Я нашел узкую полочку и стал стаскивать с себя комбинезон и термобельё. Мышцы бедер и икроножные протестовали, я целую вечность садился на корточки, пыхтя и задыхаясь. В нескольких метрах от меня Ал занимался тем же. Нет более неудобной вещи на высоте 8300 метров.

На седле и выше меня преследовала острая боль при посещении туалета. Этот поход был наихудший, на моих глазах наворачивались слезы. Организм полностью пересох, и было ощущение, что меня разрывают изнутри.

— Я сейчас рожу здесь, Ал.

В ответ раздался лишь стон.

С болью пошла кровь, вполне существенное количество. Я отключил от этого факта своё внимание, отнеся его на счет хорошо известного альпинистского недуга.

Завалившись обратно в палатку, я натянул кислородную маску и жадно мотал воздух. В тепле спальника я отогрел руки, засунув их себе подмышки. Вошел Ал.

— Ты в порядке?

— Нормально, — ответил я, не желая говорить о том, как я себя чувствую на самом деле. Состояние, близкое к тошноте, с разрывающей головной болью, теперь я знал, что стоит визит в туалет на высоте свыше 8000 метров.

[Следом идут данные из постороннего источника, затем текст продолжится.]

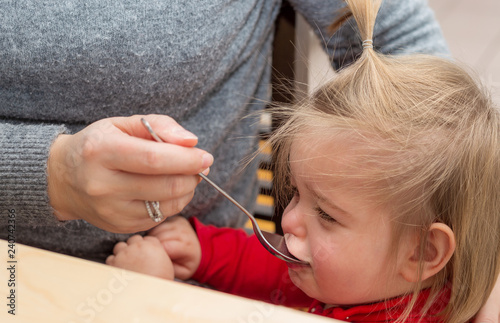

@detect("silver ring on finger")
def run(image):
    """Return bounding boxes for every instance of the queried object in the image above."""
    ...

[144,201,164,223]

Ал добавил ещё несколько кусков снега в кастрюли с водой и затем свернулся в своем спальнике, стараясь восстановить драгоценное тепло. Я мог различить только его приглушенные слова:

— У меня замерзли ноги.

Я слышал, как снаружи трое шерпов готовили снаряжение. Джайалтсен пересек снежник и заглянул в палатку.

— Два часа. Вы готовы?

— Нам надо вскипятить ещё воды, — ответил Ал, — давайте выйдем через полчаса.

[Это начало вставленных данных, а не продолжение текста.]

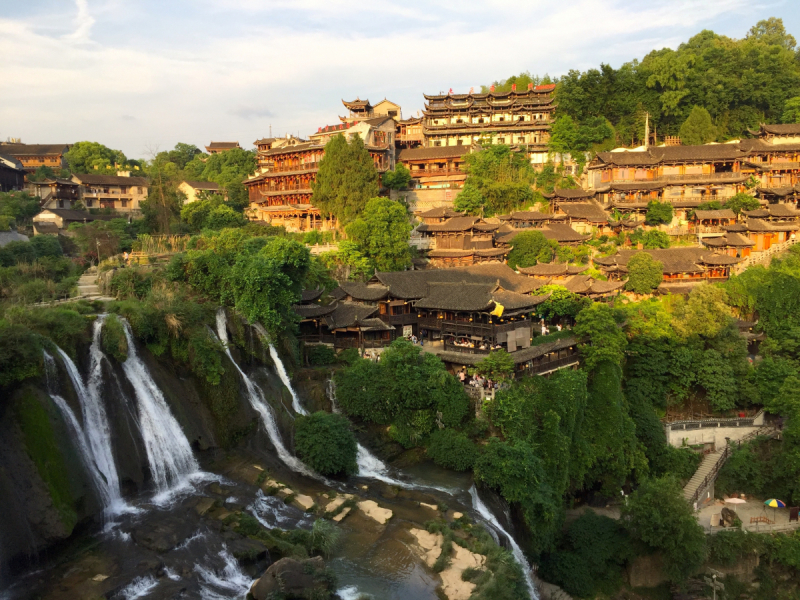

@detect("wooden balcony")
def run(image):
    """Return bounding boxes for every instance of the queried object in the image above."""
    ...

[411,169,467,179]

Подошли Лакра и Мингма, и все шерпы собрались около нашей палатки. Они стали отбирать кислородные баллоны, которые здесь были аккуратно сложены.

— Нельзя выходить с замерзшими пальцами, — сказал Ал, — они должны быть совершенно теплыми в момент выхода, иначе мы их потеряем.

Я вынул ноги из внутренних ботинок, и, растерев их, вернул к жизни. Мизинец на ощупь, казался каким-то восковым, как если бы кожа на нём была жирнее, чем обычно.

К 2-30, подкрепившись последней чашкой горячего шоколада и несколькими кусками шоколада, мы стояли у палатки в подогнанных кошках и неопреновых гамашах. Поверх комбинезонов «Michelin Man» на нас были одеты ветровки с застегнутыми обвязками. Толстая одежда сильно ограничивала движения, и я попросил Ала подтянуть мою обвязку на талии.

Мы подготовили рюкзаки к укладке кислородных баллонов. В обращении с ними, как и с другими тонкими элементами высотного альпинистского снаряжения, требовалось повышенное внимание к мелочам. Кислородные баллоны должны переноситься строго вертикально. Если он перевернется в рюкзаке, трубка, подающая кислород, может отломаться, и подача кислорода прекратится. Проверив свою систему в базовом лагере, теперь я скрутил свой спальный коврик и вложил в рюкзак. Опущенный в образовавшуюся трубу баллон встал на своё место, с беспрепятственным доступом к клапану.

Кроме того, если мы, по каким-либо причинам, остановимся, коврик окажется бесценной вещью.

Я мысленно проверил все необходимое снаряжение. Лыжные очки в кармане ветровки. Запасные альпинистские очки в другом кармане. Фонарик наготове с двумя запасными лампочками и запасными батарейками. Две литровые бутылки наполнены изотоником — высокоэнергетичным, содержащим глюкозу напитком. Рация проверена. Еда — шоколад и рождественский пудинг, готова. Камеры с новой пленкой. Ремонтный набор дли кошек. Запасной карабин. Восьмёрка для спуска. Зажимы — «жумар».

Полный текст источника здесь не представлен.